Dmitry Gutov <dgutov@yandex.ru> writes:
On 26/02/2023 18:23, Arthur Miller wrote:
What actions trigger the bug:
Two different, unrelated repositories with emacs source code tree. My tree(s)
looks like this:
~/repos/emsrc/emacs/
~/repos/enacs-tests/emacs/
Where in both the last "emacs/" is the Emacs source tree from main git
repository.
~/repos/emsrc/emacs/ is the one I use for my "everyday" Emacs. I build Emacs
now
and then once in a week or few weeks with a script, and I make each build in its
own our-of-source worktree. The other one is one where I used to do some tests.

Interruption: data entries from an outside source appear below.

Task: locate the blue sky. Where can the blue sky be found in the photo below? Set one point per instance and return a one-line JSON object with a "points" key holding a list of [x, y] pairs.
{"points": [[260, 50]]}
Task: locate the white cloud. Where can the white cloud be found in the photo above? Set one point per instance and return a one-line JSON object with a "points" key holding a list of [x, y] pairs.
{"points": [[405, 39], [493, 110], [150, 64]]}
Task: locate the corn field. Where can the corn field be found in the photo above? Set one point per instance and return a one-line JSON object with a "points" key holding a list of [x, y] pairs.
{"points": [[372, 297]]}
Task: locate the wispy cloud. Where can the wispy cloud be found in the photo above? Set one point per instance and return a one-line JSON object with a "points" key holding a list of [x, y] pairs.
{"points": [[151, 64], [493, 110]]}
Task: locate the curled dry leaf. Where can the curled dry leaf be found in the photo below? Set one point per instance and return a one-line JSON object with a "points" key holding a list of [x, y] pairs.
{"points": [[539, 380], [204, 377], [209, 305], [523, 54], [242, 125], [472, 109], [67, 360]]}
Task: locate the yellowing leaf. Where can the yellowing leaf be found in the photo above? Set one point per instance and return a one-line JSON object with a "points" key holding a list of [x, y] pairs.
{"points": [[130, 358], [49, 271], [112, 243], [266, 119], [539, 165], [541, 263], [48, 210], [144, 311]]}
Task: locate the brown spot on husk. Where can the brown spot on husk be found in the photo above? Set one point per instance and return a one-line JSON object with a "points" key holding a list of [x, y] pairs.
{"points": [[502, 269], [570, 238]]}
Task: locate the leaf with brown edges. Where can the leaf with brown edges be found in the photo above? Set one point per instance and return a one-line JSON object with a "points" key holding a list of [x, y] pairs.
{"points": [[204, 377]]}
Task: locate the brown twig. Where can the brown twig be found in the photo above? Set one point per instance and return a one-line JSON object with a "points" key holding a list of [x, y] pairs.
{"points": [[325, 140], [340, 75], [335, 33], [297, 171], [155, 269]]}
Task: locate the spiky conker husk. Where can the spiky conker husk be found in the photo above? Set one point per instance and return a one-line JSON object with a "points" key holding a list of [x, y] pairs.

It shouldn't matter since all worktrees are contained withing parent directory,
which in one case is "emsrc" and in the other case "emacs-tests", but for some
reason project.el sees the wrong one.
1. create two parent folders each one containing a copy of emacs sources
1. create out of source worktree for Emacs source under one of those
2. navigate to the worktree/lisp/progmodes
3. run M-: (project-known-project-roots)
In my Emacs, I am in my currently installed emacs worktree, where git root is
~/repos/emsrc/emacs but project.el returns ("~/repos/emacs-tests/emacs/") as a
result
What does (project-root (project-current)) return? And which dirs you are
testing it in?
It returns the current worktree folder:
"/home/arthur/repos/emsrc/no-gtk-with-cairo-and-native-230226-061643/"

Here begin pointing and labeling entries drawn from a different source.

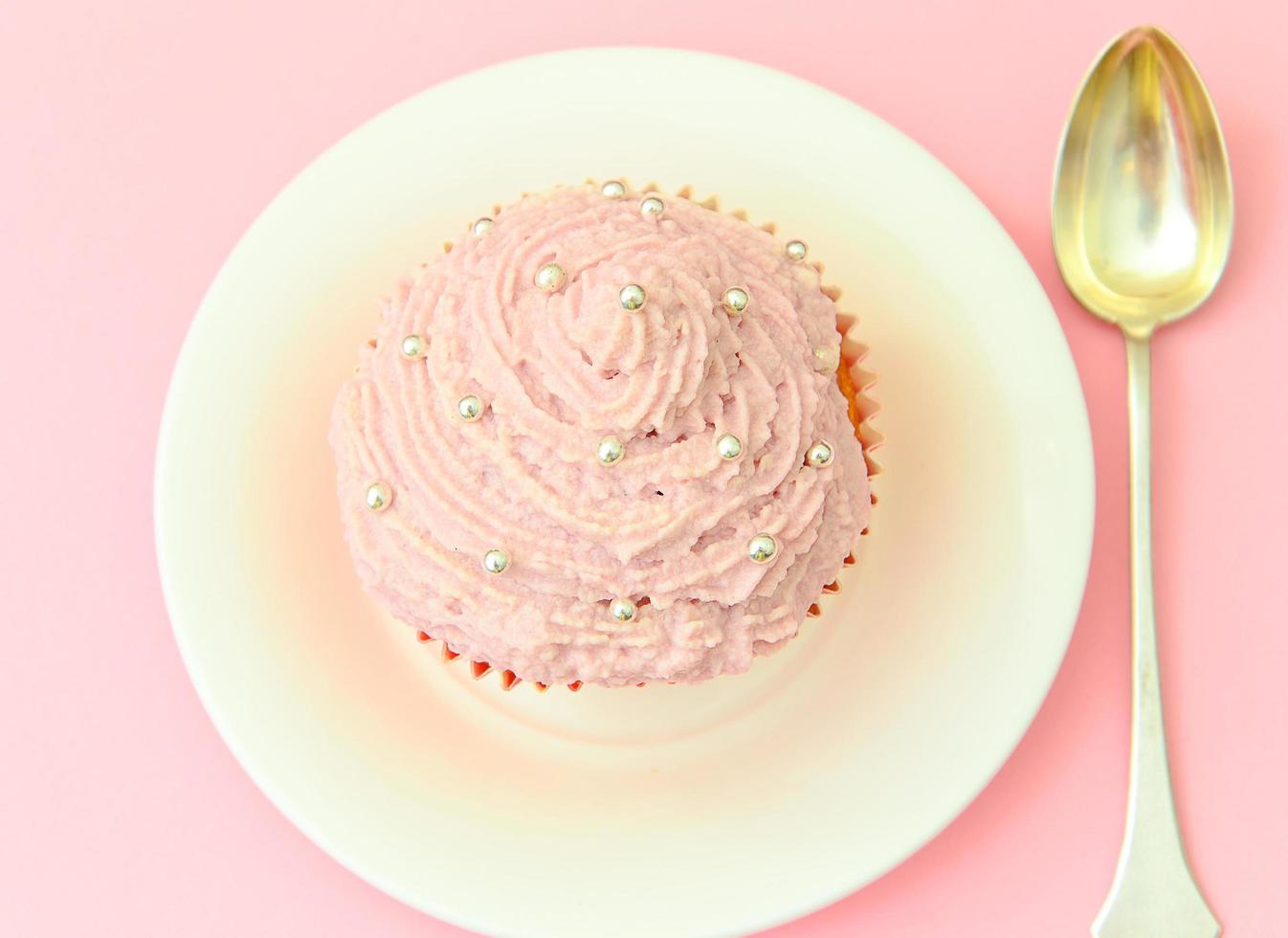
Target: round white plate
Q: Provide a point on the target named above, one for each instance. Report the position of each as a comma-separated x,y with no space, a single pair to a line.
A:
677,811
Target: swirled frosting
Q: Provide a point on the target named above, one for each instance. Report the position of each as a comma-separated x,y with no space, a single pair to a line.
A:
557,371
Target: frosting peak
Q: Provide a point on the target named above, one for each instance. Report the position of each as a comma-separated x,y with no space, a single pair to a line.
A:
559,366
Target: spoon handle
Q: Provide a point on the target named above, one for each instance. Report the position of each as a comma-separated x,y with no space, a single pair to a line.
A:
1154,893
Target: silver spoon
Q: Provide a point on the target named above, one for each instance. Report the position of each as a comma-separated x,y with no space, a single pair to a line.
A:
1142,219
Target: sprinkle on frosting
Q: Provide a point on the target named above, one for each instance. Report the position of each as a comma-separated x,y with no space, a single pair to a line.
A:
730,551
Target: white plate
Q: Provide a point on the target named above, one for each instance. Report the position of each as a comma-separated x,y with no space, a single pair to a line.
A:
685,811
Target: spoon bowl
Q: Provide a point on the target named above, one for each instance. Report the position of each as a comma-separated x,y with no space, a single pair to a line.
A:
1143,207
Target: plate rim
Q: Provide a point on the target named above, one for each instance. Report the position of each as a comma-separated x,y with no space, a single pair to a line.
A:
1080,551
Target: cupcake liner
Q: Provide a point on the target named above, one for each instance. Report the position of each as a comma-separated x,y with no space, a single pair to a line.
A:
855,379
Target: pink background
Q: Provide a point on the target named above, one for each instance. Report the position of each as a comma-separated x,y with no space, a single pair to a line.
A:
140,145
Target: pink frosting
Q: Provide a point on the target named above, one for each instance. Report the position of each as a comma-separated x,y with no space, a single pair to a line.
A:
669,525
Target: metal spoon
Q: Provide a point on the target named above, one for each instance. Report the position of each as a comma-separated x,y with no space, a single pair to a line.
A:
1142,218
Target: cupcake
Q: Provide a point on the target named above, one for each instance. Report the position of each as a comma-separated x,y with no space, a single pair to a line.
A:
608,437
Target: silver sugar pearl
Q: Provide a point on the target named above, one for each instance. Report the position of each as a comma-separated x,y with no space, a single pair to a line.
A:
827,358
610,451
379,495
496,561
412,346
652,207
819,455
633,297
550,278
762,547
728,446
734,299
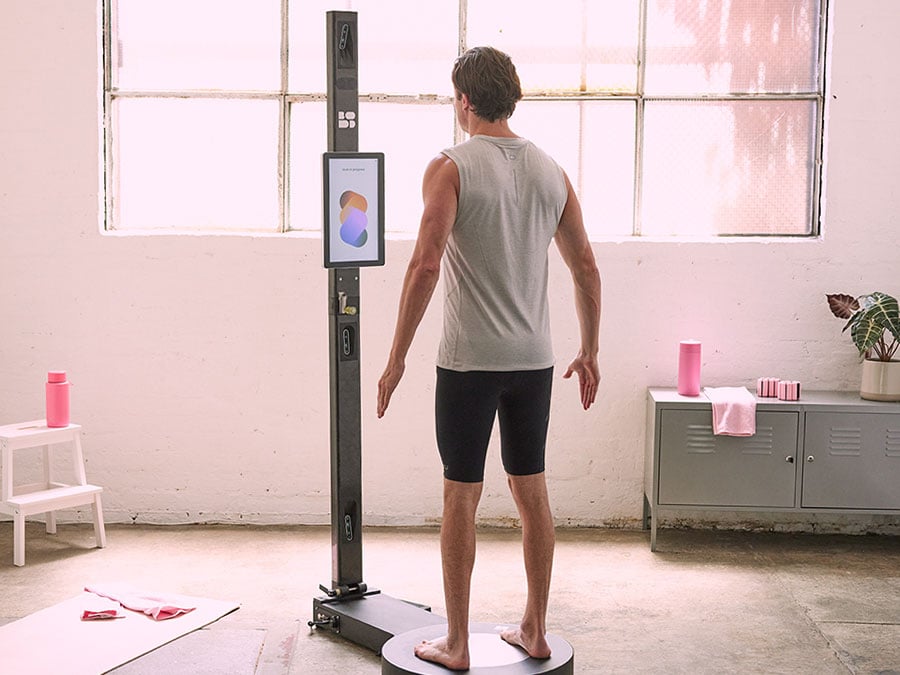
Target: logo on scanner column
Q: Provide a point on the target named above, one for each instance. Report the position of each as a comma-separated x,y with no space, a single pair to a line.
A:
353,219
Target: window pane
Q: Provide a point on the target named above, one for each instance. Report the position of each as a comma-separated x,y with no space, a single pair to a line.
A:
741,46
197,44
308,142
576,46
593,141
607,184
410,135
405,46
740,167
195,164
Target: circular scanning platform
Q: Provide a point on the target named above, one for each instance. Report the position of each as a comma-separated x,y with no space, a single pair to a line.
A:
488,653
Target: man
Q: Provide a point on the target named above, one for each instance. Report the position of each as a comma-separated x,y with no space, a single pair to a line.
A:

which I guess is what project.el finds as root since it only uses .git as a
marker, if I understand correctly what you write little further.
I am not chasing the bug, but I don't see much code in project.el related
to worktrees.
Normally, there shouldn't be any need to handle worktree specially: it contains
a file called .git at the top which can serve as a marker just fine.
Well define "normally" and "just fine" :). Anyway, when I read your reply it
seems
like I have wrong expectation from project.el, so the fault is on my side. I
thought it can deal with git projects in general, but as I understand it then,
it only works with files in current directory.
But I think it should be done by actually asking git to list worktrees
instead.
Is that what you
wanted?
Yes that is what I wanted? :-).
For automation purpose I need to find the project root, so I can pull sources to
main, create a clean worktree from main, and switch Emacs to the new worktree
interactively in one command, like M-x make-new-patch. Emacs asks me for a name
and create a clean worktree from the main trunk for current project. Actually
better variant is to ask which branch to patch, but the first one is slightly
faster and works just fine in many cases.